The Real Names Debate
First, let me catch you up if you haven’t been following the whole Google+ real names controversy. While many people use pseudonyms of some sort online to protect their identity and remain anonymous, Google has an issue with that.
Google explains the Google+ naming policy in the support forums: “Google+ makes connecting with people on the web more like connecting with people in the real world. Because of this, it’s important to use your common name so that the people you want to connect with can find you. Your common name is the name your friends, family or co-workers usually call you.”
Define “Real” Names
Obviously, if you enter something silly for your name like “Bubbly Wintersnow” or “Violet Blue”, Google will instantly realize that your name is not legitimate and shut the account down. One problem with this concept, though–Violet Blue is a real person, and that is her legal name.

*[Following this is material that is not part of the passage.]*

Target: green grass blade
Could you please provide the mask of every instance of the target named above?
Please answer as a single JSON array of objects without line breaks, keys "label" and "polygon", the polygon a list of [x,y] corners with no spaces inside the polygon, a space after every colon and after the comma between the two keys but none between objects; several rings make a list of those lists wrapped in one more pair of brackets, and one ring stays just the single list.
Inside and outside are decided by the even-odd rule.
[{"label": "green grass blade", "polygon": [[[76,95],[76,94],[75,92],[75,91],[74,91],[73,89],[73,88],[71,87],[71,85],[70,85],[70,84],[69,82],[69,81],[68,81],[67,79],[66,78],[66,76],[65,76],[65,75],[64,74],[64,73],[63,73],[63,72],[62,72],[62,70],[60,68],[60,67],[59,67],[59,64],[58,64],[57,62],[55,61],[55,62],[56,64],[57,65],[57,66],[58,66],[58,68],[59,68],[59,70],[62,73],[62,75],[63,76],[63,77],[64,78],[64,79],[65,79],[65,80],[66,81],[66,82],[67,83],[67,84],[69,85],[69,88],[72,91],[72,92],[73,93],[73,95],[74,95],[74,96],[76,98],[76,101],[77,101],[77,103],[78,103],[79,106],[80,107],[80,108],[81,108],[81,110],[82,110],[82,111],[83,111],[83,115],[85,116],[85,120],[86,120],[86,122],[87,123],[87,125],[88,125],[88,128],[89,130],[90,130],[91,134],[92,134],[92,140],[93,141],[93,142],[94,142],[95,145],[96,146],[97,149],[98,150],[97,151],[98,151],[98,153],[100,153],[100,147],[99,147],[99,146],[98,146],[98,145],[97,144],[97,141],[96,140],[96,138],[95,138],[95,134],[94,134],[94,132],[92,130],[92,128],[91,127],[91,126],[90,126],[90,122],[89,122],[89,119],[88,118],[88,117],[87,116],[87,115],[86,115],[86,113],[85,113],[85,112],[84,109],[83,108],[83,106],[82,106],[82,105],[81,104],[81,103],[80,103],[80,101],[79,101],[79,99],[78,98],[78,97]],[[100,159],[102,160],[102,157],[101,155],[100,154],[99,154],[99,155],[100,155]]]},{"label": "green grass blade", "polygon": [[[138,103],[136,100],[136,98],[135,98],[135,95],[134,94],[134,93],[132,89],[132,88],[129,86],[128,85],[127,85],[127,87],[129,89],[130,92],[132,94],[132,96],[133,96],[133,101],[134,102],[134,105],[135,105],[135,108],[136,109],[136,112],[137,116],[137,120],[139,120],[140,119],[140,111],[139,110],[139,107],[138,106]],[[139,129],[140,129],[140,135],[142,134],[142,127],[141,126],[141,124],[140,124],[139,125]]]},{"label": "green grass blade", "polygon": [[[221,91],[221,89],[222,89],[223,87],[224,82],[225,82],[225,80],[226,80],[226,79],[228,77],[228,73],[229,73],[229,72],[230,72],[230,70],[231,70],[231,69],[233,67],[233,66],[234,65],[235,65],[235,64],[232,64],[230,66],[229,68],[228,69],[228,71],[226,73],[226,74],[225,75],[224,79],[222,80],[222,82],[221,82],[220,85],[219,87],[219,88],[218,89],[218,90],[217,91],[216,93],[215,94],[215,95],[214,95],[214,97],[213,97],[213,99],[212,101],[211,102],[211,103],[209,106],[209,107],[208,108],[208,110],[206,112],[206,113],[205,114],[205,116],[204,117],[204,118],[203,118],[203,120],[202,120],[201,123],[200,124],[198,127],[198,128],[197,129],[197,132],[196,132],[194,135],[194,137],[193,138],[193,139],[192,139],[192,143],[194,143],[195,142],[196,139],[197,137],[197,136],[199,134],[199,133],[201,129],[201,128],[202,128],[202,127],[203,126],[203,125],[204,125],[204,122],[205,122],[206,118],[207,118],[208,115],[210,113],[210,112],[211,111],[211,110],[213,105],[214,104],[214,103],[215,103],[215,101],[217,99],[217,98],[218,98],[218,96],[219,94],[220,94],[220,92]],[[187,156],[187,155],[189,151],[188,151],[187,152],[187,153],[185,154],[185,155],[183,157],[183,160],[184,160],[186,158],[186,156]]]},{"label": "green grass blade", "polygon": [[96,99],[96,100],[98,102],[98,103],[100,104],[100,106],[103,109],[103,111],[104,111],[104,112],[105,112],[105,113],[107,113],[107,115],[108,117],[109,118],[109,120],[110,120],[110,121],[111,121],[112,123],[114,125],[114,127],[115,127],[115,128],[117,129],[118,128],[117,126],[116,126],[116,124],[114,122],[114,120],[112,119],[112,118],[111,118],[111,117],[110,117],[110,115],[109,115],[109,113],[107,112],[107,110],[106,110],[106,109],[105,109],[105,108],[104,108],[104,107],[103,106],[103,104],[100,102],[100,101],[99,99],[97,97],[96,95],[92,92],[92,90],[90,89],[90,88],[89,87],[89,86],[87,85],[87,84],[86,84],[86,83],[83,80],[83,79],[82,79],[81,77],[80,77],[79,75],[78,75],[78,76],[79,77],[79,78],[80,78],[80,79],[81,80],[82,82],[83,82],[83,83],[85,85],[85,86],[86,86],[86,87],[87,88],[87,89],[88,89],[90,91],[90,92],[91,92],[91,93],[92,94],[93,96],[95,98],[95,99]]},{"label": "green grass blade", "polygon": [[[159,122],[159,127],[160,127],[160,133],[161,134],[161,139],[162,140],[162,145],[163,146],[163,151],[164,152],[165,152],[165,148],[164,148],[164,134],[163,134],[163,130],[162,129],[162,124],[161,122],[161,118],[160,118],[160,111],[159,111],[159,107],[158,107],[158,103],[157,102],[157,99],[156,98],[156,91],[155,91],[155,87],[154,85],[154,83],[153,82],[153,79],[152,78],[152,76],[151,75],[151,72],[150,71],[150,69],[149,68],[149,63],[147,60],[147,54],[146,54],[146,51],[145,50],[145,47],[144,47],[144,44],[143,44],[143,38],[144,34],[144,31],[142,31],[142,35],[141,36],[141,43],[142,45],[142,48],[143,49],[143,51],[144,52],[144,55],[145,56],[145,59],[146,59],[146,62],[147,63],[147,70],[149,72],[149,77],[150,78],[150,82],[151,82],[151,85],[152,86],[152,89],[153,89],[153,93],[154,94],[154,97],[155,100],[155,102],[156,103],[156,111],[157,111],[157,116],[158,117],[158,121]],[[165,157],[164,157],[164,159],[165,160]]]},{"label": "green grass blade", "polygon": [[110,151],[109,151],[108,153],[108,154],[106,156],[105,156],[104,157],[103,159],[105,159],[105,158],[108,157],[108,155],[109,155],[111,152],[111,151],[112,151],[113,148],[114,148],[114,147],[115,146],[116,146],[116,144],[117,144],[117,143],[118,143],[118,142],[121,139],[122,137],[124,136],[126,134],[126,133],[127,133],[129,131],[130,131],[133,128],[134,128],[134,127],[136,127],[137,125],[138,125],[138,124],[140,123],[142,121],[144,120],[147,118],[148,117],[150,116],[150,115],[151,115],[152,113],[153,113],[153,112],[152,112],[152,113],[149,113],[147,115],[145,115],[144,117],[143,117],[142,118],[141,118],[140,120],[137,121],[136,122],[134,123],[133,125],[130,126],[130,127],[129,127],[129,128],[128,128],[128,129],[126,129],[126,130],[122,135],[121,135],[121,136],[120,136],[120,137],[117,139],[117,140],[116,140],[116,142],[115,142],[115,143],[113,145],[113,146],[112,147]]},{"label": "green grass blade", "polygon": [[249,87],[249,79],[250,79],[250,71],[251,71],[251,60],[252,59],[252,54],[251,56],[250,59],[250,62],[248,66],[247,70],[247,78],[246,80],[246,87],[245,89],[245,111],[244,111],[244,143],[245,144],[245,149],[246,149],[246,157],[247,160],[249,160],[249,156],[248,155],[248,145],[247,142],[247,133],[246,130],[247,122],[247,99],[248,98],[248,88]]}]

Therein lies the problem. What Google really means is “real sounding” names. I can create a profile using a pseudonym like “Tim Nicholls” or “Lisa Stewart” and Google will never know. It seems “real” enough. It is probably a real name for somebody–it’s just not my real name.
As I pointed out in a recent post from the 30 Days With Google+ series, Ashton Kutcher’s name is actually Christopher. To clarify, though, the policy says to use the common name friends and co-workers commonly call you, so “Ashton Kutcher” certainly qualifies. However, a name like “Lady Gaga” that doesn’t use a “real” name for the first or last name would seem to present a quandary for the policy.
Change Your Name
If you created a Google+ Profile using a pseudonym, and you are worried about getting your account shut down, or if you have received a warning notice from Google letting you know your account may be shut down due to the names policy, you can change the name on your account.
From your Google+ Profile page click the “Edit Profile” button at the top right, then click on your name displayed at the top of the profile page. Type a new (legitimate) first name and last name in the appropriate boxes, and click “Save”.
Once a Month
The Google naming policy says that you can only do a name change once every 30 days. It seems a little silly when coupled with the fact that Google expects you to use your real name in the first place. It’s not like your name changes once a month.
In my experience, I was actually able to change the name repeatedly (four times in a row to be exact) without any issue. But, when I came back to try again 20 minutes later I received a notice letting me know that the policy limits how often I can change my name. Apparently it takes a few minutes for it to register in the system.
What About Businesses?
Technically, a business can’t have a Google+ Profile at all…at least not yet. The naming policy is clear that the name on the Google+ Profile must represent an actual human being, and that it can not represent more than a single individual. So, names like “Bradley Family”, or “Einstein Bagels” clearly break the rules.
If you are hoping to establish a presence on Google+ now, and migrate your Google+ Profile over to a Google+ Business Profile when Google finally makes them available, don’t hold your breath. Google isn’t planning to create any tools to easily switch from one to the other.
The best advice for a business right now is to just dive into Google+ from a personal perspective. Familiarize yourself with the features and conventions of the social network, learn how it works and why. Then, when Google launches the Google+ Business Profiles you will be ahead of the game and ready to hit the ground running.